Now he has plans to address this via the law. Leonardo has a bill coming up for a final reading November 7 that allows a councilperson to request a public hearing about a grading project. If a permit is more than six months old, or if a building permit has not been issued within six months on the property, and if offsite waste is being brought and stored on the site, then the Public Works Committee can recommend suspending a grading permit.
“My hope is that you call these people on the carpet and you say, “Come on now, you are not building a horse farm. Let’s be honest here’.” He has another piece of legislation pending that will restrict the amount of inert waste that can be dumped in rural areas. It won’t affect building downtown.
The new ordinance will still allow grading, but projects must get council approval for a permit and Leonardo hopes that will stop Public Works from rubber stamping grading permits for horse farms that are actually dump sites.
He also said he would like to see District 1 considered for the new pro soccer stadium.
Meanwhile, there’s another pending event that could affect Leonardo’s future plans. Nashville Criminal Court Judge Randall Wyatt Jr. retired September 1, and he’s one of three finalists who might replace him. The other two candidates are Cynthia Chappell and Angelita Blackshear Dalton, a General Session judge. A panel of 12 lawyers vetted seven applicants for the judgeship that handles serious criminal cases on the 6th Floor of the Birch Building.

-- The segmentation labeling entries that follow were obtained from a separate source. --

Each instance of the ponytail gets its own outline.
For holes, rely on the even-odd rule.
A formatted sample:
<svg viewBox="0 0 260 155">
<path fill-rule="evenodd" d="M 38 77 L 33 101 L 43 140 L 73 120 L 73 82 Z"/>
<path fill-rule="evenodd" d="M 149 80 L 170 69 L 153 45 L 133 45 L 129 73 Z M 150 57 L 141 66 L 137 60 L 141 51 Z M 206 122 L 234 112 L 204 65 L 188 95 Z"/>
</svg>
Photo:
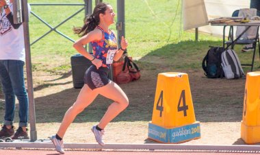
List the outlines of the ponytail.
<svg viewBox="0 0 260 155">
<path fill-rule="evenodd" d="M 74 34 L 79 36 L 83 36 L 91 31 L 93 31 L 99 24 L 99 14 L 105 14 L 108 3 L 100 3 L 94 9 L 93 14 L 90 16 L 86 16 L 84 25 L 80 27 L 73 27 Z"/>
</svg>

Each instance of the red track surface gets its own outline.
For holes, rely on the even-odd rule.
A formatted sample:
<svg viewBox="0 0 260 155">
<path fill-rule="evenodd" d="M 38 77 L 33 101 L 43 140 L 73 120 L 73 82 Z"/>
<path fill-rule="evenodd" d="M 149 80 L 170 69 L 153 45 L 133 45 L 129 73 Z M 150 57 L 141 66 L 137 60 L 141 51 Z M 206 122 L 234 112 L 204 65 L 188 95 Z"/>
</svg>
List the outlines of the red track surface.
<svg viewBox="0 0 260 155">
<path fill-rule="evenodd" d="M 246 154 L 250 154 L 246 152 Z M 244 154 L 243 153 L 224 153 L 224 152 L 122 152 L 122 151 L 103 151 L 103 152 L 87 152 L 87 151 L 66 151 L 65 154 L 67 155 L 81 155 L 81 154 L 91 154 L 91 155 L 234 155 L 234 154 Z M 0 150 L 0 154 L 1 155 L 55 155 L 60 154 L 56 151 L 50 150 Z"/>
</svg>

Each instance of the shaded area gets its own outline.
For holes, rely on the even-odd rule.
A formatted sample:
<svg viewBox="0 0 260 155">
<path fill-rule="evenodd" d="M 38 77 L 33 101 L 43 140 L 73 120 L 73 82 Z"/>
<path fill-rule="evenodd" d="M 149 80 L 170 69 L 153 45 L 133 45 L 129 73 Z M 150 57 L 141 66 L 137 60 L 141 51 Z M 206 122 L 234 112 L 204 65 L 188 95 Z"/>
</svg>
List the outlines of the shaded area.
<svg viewBox="0 0 260 155">
<path fill-rule="evenodd" d="M 151 121 L 157 74 L 172 71 L 188 73 L 193 105 L 198 121 L 240 121 L 242 118 L 246 80 L 208 79 L 205 78 L 201 69 L 201 62 L 207 51 L 208 46 L 219 45 L 221 45 L 220 42 L 213 41 L 185 41 L 169 44 L 135 61 L 141 69 L 141 78 L 138 81 L 120 85 L 129 97 L 130 104 L 113 121 Z M 164 52 L 163 56 L 161 56 L 161 51 Z M 240 56 L 244 56 L 244 60 L 246 60 L 246 56 L 251 56 L 249 52 L 237 53 Z M 243 60 L 241 61 L 244 61 Z M 247 68 L 246 71 L 246 69 Z M 58 79 L 64 78 L 69 75 L 70 72 Z M 51 91 L 52 86 L 70 82 L 72 83 L 44 83 L 34 90 L 37 91 L 49 87 Z M 62 121 L 64 113 L 76 100 L 80 91 L 73 88 L 72 85 L 71 88 L 35 99 L 37 123 Z M 99 96 L 92 104 L 78 115 L 75 122 L 99 121 L 111 103 L 109 99 Z M 3 115 L 3 110 L 0 110 L 0 114 Z"/>
</svg>

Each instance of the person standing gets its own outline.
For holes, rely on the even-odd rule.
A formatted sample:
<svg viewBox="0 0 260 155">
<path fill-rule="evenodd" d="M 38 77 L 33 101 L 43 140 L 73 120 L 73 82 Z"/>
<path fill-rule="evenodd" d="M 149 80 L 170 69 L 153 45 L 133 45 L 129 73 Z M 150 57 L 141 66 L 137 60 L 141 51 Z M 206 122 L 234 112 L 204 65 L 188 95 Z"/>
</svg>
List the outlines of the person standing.
<svg viewBox="0 0 260 155">
<path fill-rule="evenodd" d="M 0 80 L 5 104 L 0 137 L 27 139 L 28 96 L 23 75 L 25 60 L 23 27 L 21 23 L 14 23 L 12 3 L 13 0 L 10 3 L 0 0 Z M 28 10 L 29 12 L 29 7 Z M 19 102 L 20 121 L 14 133 L 15 96 Z"/>
<path fill-rule="evenodd" d="M 114 101 L 109 107 L 99 123 L 92 127 L 96 141 L 102 146 L 105 126 L 129 104 L 129 99 L 123 91 L 108 78 L 113 60 L 117 61 L 127 49 L 128 42 L 122 36 L 120 48 L 118 49 L 115 34 L 109 29 L 114 23 L 115 13 L 112 7 L 105 3 L 99 3 L 93 14 L 84 21 L 82 27 L 74 27 L 75 34 L 81 38 L 73 47 L 79 53 L 90 60 L 92 65 L 85 73 L 84 83 L 76 102 L 66 112 L 62 124 L 55 135 L 51 137 L 57 152 L 64 154 L 62 138 L 66 130 L 76 116 L 88 107 L 100 94 Z M 90 43 L 93 55 L 86 51 L 84 45 Z"/>
</svg>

Leonard said. “We need people on the bench who can be fair, who aren’t doing it because it’s a pay raise. We need people who have been in private practice and who have seen the trials and tribulations of the average person.”
Governor Haslam will meet with each of the three candidates before announcing his decision. But no matter which way that decision goes, the Tennessee Tribune is proud to announce that Nick Leonardo is our 2017 Councilman of the Year. The city needs more like him.